Panel Paper: The Effect of Community Reinvestment Funds on Local Acceptance of Unconventional Gas Development

Saturday, November 8, 2014 : 10:15 AM
Enchantment Ballroom C (Hyatt)

*Names in bold indicate Presenter

Naveed Paydar1, Olga Schenk2, Ashley Bowers2, Sanya Carley3, John Rupp2 and John Graham2, (1)School of Public and Environmental Affairs, Indiana University, (2)Indiana University, (3)Indiana University - Bloomington
Public policy scholars have increasingly been interested in explaining how public support for an emerging technology changes over time. Insights from the innovation and risk perception literature emphasize that public support varies relative to its perceived costs and benefits. Analogous to cost-benefit analysis, which can be used to evaluate tradeoffs that enhance social welfare in the economic realm, the inverse relationship between perceived costs and benefits can be leveraged to enhance public support in the political realm. That is, by increasing the perception of a technology’s benefits it may be possible to reduce the perception of its risks and thereby enhance its public support. Unconventional gas development (UGD) projects have faced extreme public opposition in a variety of communities. Some regulatory bodies have responded to public concerns by reinvesting a proportion of the revenue earned for general use by the state or – in some jurisdictions – by communities where UGD is occurring (e.g., through severance taxes or “impact fees”). There are a number of such reinvestment efforts underway in the US, yet the role of community reinvestment on public support is not well understood in terms of public reaction to development and implementation of policies across state and local jurisdictions.

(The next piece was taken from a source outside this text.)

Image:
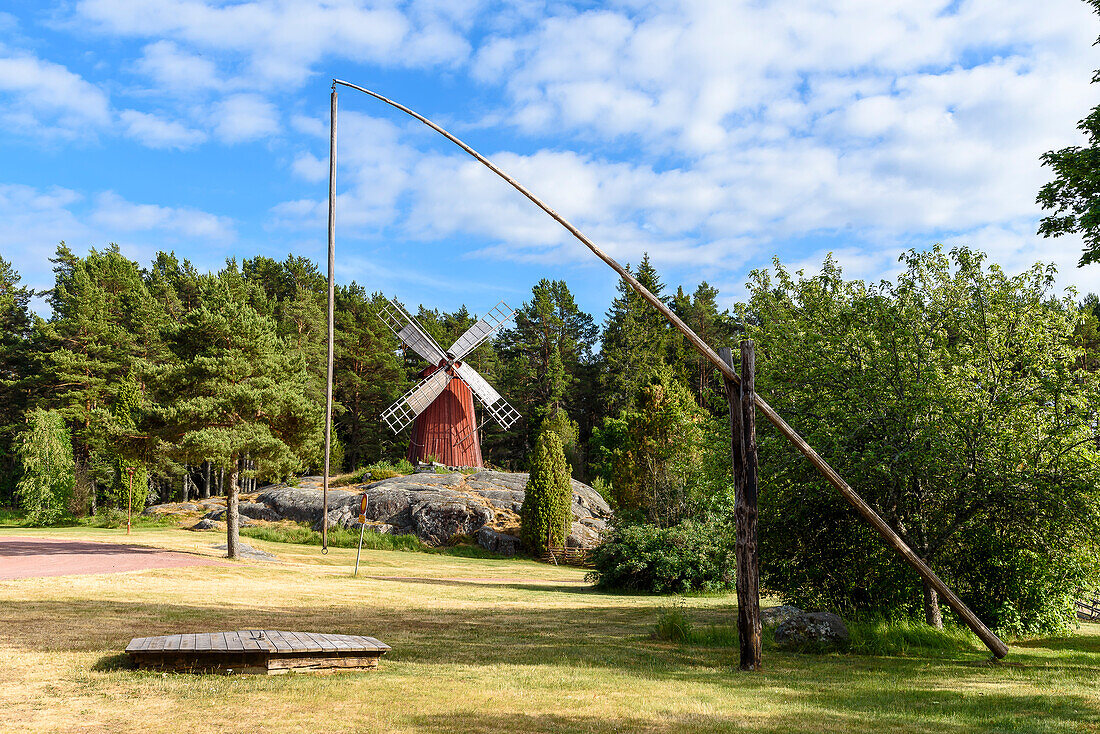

In this study, we examine the promise of “community reinvestment schemes” in the US against the results of a survey of individual’s attitudes toward UGD. We assess the extent to which increasing the perception of benefits through reinvestment dollars can improve public acceptance of UGD. Part of this survey is an experiment that is designed to measure the variation in attitudes toward a new local UGD project depending on 1) the creation of a community reinvestment fund fed by gas developers’ revenues that elected officials will use to invest in community-level projects (first treatment group), 2) allocation of the revenues at the state level for reinvestment by state government officials (second treatment group), and 3) no reinvestment fund to return revenue to the state or local community (control group). The survey (N = 2,400) is conducted in six states that represent a continuum of acceptance of UGD, ranging from prohibition to active support (New York, Illinois, California, Pennsylvania, Ohio, and Texas). The sampling plan includes an oversampling of residents who live in counties where UGD is known to have occurred in recent years. Thus, the survey design allows us to test whether respondents who live near a development site react differently to a reinvestment scheme proposal compared to respondents who do not. Additionally, multivariate analyses with a wide range of knowledge, media exposure, and demographic measures will be used to assess whether community reinvestment may be more or less able to increase public support for UGD among different subgroups of the population.